Das Bauwerk besteht aus Pentelischem Marmor, für den Fries wurde grauer Stein aus Eleusis verwendet, und als Fundament diente Akrit-Stein aus Piräus. An der Vorderseite des östlichen Gebäudeteils ragt eine ionische Säulenhalle mit sechs Säulen auf – dort war auch der Eingang, flankiert von je zwei Fenstern.
Im Inneren dieses Tempels wurde das Kultbild der Athene aufbewahrt – eine Statue aus Olivenholz, die während der Panathenäen von den Arrephoroi mit einem Schleier bekleidet wurde.
Der westliche Teil, der tiefer liegt, hatte seinen Eingang durch ein propyläenartiges Tor in Form eines „Π“ auf der Nordseite, mit vier ionischen Säulen vorne und je einer an den Seiten.
Im gepflasterten Bereich der Halle, die das Propylon bildet, sollen nach Überlieferung die Spuren des Dreizacks zu sehen sein, mit dem Poseidon den Boden schlug und die salzige Quelle hervorbrachte.

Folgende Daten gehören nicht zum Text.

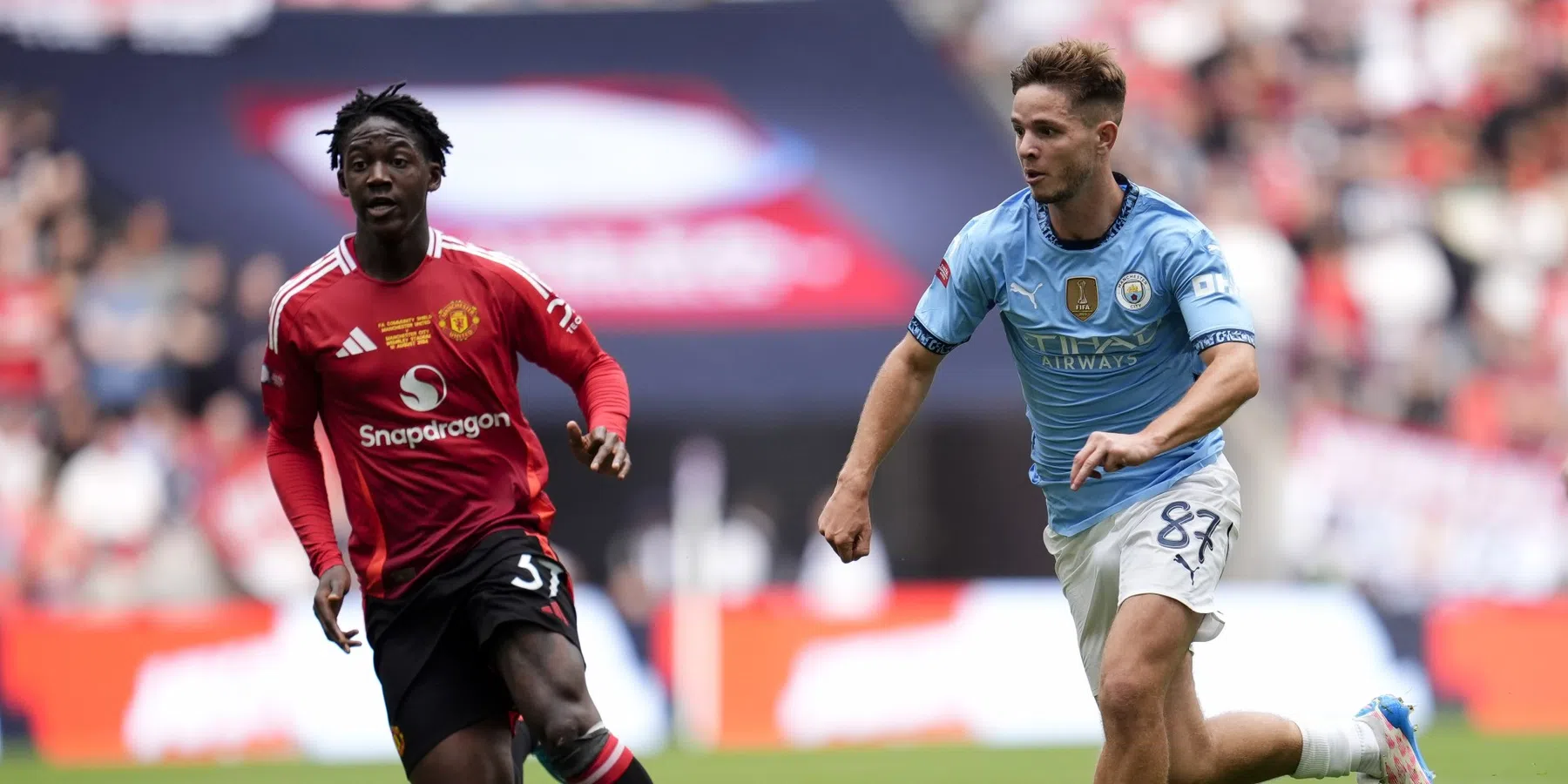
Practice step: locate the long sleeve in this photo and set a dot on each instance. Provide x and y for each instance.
(290, 395)
(604, 395)
(551, 335)
(300, 482)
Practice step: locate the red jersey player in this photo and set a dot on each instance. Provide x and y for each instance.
(405, 344)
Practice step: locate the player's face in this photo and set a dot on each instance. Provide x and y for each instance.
(386, 176)
(1058, 146)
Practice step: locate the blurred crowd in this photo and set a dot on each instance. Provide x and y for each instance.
(1388, 178)
(129, 408)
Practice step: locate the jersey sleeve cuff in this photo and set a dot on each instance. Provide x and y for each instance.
(1214, 337)
(929, 339)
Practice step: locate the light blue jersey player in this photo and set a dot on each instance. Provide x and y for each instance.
(1132, 347)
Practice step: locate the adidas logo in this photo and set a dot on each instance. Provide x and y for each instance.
(356, 344)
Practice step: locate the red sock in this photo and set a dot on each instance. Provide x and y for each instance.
(615, 764)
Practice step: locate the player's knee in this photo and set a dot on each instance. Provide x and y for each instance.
(1129, 697)
(571, 745)
(1189, 772)
(566, 728)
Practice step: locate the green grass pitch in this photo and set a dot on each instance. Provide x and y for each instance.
(1458, 756)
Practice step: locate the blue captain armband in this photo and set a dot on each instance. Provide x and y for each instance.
(1215, 337)
(932, 344)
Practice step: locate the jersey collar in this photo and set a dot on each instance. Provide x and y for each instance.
(345, 248)
(1128, 201)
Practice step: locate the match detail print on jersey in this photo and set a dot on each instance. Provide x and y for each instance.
(1082, 295)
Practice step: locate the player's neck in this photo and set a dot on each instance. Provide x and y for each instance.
(395, 258)
(1089, 213)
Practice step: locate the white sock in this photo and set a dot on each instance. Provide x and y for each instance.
(1336, 748)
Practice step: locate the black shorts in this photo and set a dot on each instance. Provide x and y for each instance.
(433, 646)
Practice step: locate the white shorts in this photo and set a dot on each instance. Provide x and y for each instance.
(1172, 544)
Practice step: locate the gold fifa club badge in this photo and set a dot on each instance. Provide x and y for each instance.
(458, 321)
(1082, 295)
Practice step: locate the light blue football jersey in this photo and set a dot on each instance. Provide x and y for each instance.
(1105, 333)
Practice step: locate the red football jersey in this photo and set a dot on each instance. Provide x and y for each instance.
(416, 384)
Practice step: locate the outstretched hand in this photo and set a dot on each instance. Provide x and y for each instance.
(328, 599)
(846, 523)
(601, 450)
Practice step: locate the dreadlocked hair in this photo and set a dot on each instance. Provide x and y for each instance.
(407, 110)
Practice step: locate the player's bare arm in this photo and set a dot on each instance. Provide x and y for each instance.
(601, 450)
(902, 384)
(1228, 382)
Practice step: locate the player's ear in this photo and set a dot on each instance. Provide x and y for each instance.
(1107, 133)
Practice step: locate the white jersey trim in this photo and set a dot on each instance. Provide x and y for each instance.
(300, 282)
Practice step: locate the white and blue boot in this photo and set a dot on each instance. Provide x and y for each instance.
(1402, 762)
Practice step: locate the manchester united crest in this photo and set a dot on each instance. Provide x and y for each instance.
(1082, 295)
(458, 321)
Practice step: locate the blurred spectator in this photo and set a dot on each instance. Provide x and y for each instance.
(121, 313)
(237, 507)
(259, 280)
(198, 335)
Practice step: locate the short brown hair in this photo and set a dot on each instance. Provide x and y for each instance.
(1082, 68)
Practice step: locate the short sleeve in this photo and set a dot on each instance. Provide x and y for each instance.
(1206, 294)
(958, 298)
(290, 388)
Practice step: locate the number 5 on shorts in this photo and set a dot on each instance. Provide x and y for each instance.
(535, 579)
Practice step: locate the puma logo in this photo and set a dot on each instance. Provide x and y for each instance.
(1031, 295)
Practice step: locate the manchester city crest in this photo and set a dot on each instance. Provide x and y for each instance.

Der Tempelboden war aus Marmor, und darunter soll sich laut Legende das „Erechtheis-Meer“ befunden haben, in das das Wasser der salzigen Poseidon-Quelle mündete.
Eine kleine Tür in der westlichen Tempelwand führte zum Heiligtum der Pandrosos, westlich vom Erechtheion.
Die Außenseite der Westseite war mit vier ionischen Säulen auf einem hohen Sockel versehen, die durch niedrige Mauern und Geländer verbunden waren.
Eine weitere Tür im südlichen Tempelwand führte über eine Treppe zur Karyatidenhalle – einer kleinen ionischen Säulenhalle in „Π“-Form, deren Säulen durch sechs Frauenfiguren ersetzt wurden, die mit ihren Köpfen das Dach stützen.
Diese Figuren, die später als Karyatiden bekannt wurden, stammen von den Tänzerinnen aus Karyae in Lakonien, die zu Ehren der Göttin Artemis tanzten.
Sie wurden vom Bildhauer Alkamenes oder, laut anderen Quellen, vom Bildhauer Kallimachos geschaffen.
Fünf der Karyatiden-Statuen befinden sich heute im Akropolis-Museum, die sechste im British Museum, an ihrer Stelle sind Nachbildungen aus Gussmaterial eingesetzt.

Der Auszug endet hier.